Motormouth Maybelle (Nova Payton) leading the ensemble with “I Know Where I’ve Been” in Signature Theatre’s “Hairspray.” Photograph by Christopher Mueller, courtesy of Signature Theatre.
☆☆☆ ½ stars
Growing up in the early ’60s, teenagers raced home from school to turn on the TV and watch “popular” kids dance on a set—a kind of Mickey Mouse Club with raging hormones and a beat. The Philadelphia version was called American Bandstand, and it launched the career of a hyper young Dick Clark. In John Waters’s Baltimore, as immortalized in his 1988 movie, Hairspray (starring a young Ricki Lake), the local equivalent was The Corny Collins Show with a cast as white-bread as Corny’s blond pomadour. When a plump, uncool Tracy Turnblad, who learned her dance moves from black students in detention, auditions for the show and suggests that the cast be integrated, the Baltimore crab cakes hit the fan.
Hairspray was adapted into a Tony-sweeping Broadway musical in 2002 (the cast included Harvey Fierstein, among others), and is currently enjoying a fun revival at Signature Theatre, with a winning score and a delightful star—Carolyn Cole is a terrific Tracy with a powerful voice and a bouncy body that makes even a bump-and-grind look wholesome. Washington veteran Sherri Edelen, as Velma Von Tussle, is Tracy’s perfect nemesis as the producer of The Corny Collins Show who’s determined to keep it lily white and a showcase for her daughter, Amber. Edelen gets to strut her stuff as a former beauty queen who reigned as Miss Baltimore Crabs, and she is just wonderful. It takes a lot to outvamp Edelen, but Nora Payton does it as Motormouth Maybelle, the black record store owner fighting to get more than a monthly “negro day” on TV. When she belts out “Big, Blonde, and Beautiful,” or the gospel-like “I Know Where I’ve Been,” the audience is hard-pushed to stay seated.
The irony is that neither Edelen nor Payton is supposed to be the red hot mama of Hairspray. In case you missed the original movie, the Broadway run, and the 2007 movie remake with John Travolta, this show has a big gimmick: Tracy’s mother, Edna Turnblad, is played by a man in drag. In Signature Theatre’s production, the man in the muumuu is our very own Robert Aubry Davis, whose distinctive broadcast voice is well known to music lovers and public television audiences of arts programs. One would think his larger-than-life personality would make him an ideal Edna. Alas, Davis is not musical. To say that singing and dancing don’t come naturally is to be kind.
Nevertheless, Signature artistic director Eric Schaeffer is a master of the musical and has created a fast-paced, high-stepping production with lots of style. Karma Camp’s choreography works wonderfully.

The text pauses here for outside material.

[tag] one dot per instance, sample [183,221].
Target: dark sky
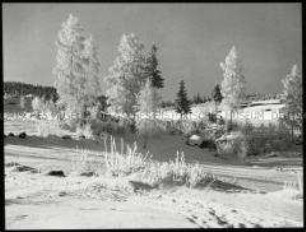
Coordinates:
[193,39]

The costumes are period-perfect, although Tracy’s school clothes looked more Catholic school standard than unstylish. And all of the hair could have been higher. “Haven’t you ever seen a real Baltimore beehive, hon?” But, as the song says, “You can’t stop the beat,” and you wouldn’t want to try. Hairspray is the perfect hoot for the holidays. See it and dance all the way home.
Hairspray is at Signature Theatre through January 29. Tickets ($62 to $86) are available through Signature’s Web site.